For one instant Mr. Wynne seemed startled, and turned his clear eyes full upon his interrogator, seeking the hidden meaning.

"Yes, but—" he began slowly.

"That's true, isn't it?" demanded the chief, with quick violence.

"Yes, that's true," Mr. Wynne admitted calmly.

"Therefore, indirectly, it would have been to your advantage if Mr.
Kellner had died or had been killed?"

"In that the diamonds would have come to my intended wife, yes," was the reply.

Mr. Czenki clasped and unclasped his thin hands nervously. His face was again expressionless, and the beady eyes were fastened immovably on Chief Arkwright's. Mr. Birnes was frankly amazed at this unexpected turn of the affair. Suddenly Chief Arkwright brought his hand down on the arm of his chair with a bang.
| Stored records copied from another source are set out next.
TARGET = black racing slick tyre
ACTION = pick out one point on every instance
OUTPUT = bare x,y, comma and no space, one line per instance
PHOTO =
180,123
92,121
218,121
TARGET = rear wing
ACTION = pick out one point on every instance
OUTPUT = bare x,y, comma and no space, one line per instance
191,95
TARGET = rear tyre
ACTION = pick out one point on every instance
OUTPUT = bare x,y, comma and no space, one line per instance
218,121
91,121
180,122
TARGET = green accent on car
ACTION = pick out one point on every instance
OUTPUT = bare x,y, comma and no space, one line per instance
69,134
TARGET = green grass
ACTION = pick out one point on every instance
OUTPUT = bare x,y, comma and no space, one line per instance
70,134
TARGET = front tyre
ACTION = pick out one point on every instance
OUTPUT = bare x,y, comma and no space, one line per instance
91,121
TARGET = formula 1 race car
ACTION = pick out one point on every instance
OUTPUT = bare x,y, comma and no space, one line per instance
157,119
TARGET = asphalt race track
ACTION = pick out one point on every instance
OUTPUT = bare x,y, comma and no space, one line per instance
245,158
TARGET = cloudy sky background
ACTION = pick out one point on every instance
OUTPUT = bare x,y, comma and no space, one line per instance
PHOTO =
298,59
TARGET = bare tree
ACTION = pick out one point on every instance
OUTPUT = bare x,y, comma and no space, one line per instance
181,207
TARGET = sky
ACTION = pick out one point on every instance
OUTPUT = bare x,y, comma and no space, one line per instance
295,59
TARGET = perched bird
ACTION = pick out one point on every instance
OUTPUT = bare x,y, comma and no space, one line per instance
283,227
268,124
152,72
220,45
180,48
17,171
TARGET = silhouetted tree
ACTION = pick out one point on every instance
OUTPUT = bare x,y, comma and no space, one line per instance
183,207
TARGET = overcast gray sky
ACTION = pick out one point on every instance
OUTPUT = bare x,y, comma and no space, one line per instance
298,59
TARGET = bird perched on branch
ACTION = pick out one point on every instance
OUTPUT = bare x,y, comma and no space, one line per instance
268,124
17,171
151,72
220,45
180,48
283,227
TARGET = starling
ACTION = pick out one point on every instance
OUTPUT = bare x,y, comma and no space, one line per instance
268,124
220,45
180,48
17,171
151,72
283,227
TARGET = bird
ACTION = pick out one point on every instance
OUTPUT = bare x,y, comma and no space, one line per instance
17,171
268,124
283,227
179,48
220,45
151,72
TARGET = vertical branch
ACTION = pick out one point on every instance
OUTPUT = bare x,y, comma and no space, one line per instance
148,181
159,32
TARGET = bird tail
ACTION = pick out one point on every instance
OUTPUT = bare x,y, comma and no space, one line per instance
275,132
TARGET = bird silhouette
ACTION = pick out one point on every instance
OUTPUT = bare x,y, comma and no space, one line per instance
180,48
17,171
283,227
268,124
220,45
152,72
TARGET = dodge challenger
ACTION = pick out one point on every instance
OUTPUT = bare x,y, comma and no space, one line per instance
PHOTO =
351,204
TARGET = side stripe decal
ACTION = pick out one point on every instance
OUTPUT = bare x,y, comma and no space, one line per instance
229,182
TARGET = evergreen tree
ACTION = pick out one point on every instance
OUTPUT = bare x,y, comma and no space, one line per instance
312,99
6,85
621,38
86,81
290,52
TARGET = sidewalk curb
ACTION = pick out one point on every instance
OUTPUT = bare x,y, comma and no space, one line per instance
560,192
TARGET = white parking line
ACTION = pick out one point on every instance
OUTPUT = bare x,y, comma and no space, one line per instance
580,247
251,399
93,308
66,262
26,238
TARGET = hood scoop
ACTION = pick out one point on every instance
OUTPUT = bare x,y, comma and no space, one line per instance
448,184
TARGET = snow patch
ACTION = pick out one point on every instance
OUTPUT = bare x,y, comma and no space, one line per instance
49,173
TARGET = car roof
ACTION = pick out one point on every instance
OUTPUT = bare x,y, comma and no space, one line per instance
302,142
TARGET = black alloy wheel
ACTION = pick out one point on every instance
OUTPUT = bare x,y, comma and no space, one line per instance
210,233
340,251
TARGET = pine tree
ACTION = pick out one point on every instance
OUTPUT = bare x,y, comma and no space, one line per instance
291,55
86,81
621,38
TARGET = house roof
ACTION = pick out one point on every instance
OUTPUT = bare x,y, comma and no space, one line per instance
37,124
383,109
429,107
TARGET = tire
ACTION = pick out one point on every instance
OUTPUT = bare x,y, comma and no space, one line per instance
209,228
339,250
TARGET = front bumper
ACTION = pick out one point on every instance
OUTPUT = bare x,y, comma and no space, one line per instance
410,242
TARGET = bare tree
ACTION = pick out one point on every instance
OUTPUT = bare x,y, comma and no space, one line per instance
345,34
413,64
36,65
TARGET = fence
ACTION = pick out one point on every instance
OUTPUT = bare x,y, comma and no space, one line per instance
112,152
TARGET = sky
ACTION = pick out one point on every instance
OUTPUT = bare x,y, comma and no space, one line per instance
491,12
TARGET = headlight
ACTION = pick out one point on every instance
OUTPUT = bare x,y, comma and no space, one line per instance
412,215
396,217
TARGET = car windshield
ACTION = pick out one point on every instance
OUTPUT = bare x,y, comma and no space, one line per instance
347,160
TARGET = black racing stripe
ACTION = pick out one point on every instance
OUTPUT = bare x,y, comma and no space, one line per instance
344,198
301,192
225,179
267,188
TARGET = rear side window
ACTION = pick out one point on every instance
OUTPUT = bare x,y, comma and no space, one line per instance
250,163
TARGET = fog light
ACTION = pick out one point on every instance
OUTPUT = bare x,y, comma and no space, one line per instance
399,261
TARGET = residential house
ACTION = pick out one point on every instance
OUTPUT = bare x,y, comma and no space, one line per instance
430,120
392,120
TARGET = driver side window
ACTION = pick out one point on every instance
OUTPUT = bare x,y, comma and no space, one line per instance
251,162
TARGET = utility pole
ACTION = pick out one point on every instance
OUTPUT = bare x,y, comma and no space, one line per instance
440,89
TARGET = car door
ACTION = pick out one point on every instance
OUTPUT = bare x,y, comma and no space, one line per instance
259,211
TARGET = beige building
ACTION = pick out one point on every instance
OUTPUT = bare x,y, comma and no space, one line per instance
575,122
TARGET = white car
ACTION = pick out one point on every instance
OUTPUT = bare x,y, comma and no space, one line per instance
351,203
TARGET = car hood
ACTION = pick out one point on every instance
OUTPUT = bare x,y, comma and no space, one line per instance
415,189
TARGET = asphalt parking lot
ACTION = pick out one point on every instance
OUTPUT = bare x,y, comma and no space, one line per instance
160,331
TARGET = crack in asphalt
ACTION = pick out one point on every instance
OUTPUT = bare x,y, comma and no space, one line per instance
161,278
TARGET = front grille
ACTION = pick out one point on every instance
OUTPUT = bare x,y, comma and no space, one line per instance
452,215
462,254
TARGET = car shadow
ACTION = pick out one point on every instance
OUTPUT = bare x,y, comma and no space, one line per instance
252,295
"Suppose, for the moment, that Red Haney lied, and that Mr. Czenki is not the murderer, then—As a matter of fact your salary isn't twenty-five thousand a year, is it?"

He was on his feet now, with blazing eyes, and one hand was thrust accusingly into Mr. Wynne's face. It was simulation; Mr. Birnes understood it; a police method of exhausting possibilities. There was not the slightest movement by Mr. Wynne to indicate uneasiness at the charge, not a tremor in his voice when he spoke again.

"I understand perfectly, Chief," he remarked coldly. "Just what was the time of the crime, may I ask?"

"Answer my question," insisted the Chief thunderously.

"Now look here, Chief," Mr. Wynne went on frigidly, "I am not a child to be frightened into making any absurd statements. I do not draw a salary of twenty-five thousand a year, no. I am in business for myself, and make more than that. You may satisfy yourself by examining the books in my office if you like. By intimation, at least, you are accusing me of murder. Now answer me a question, please. What was the time of the crime?"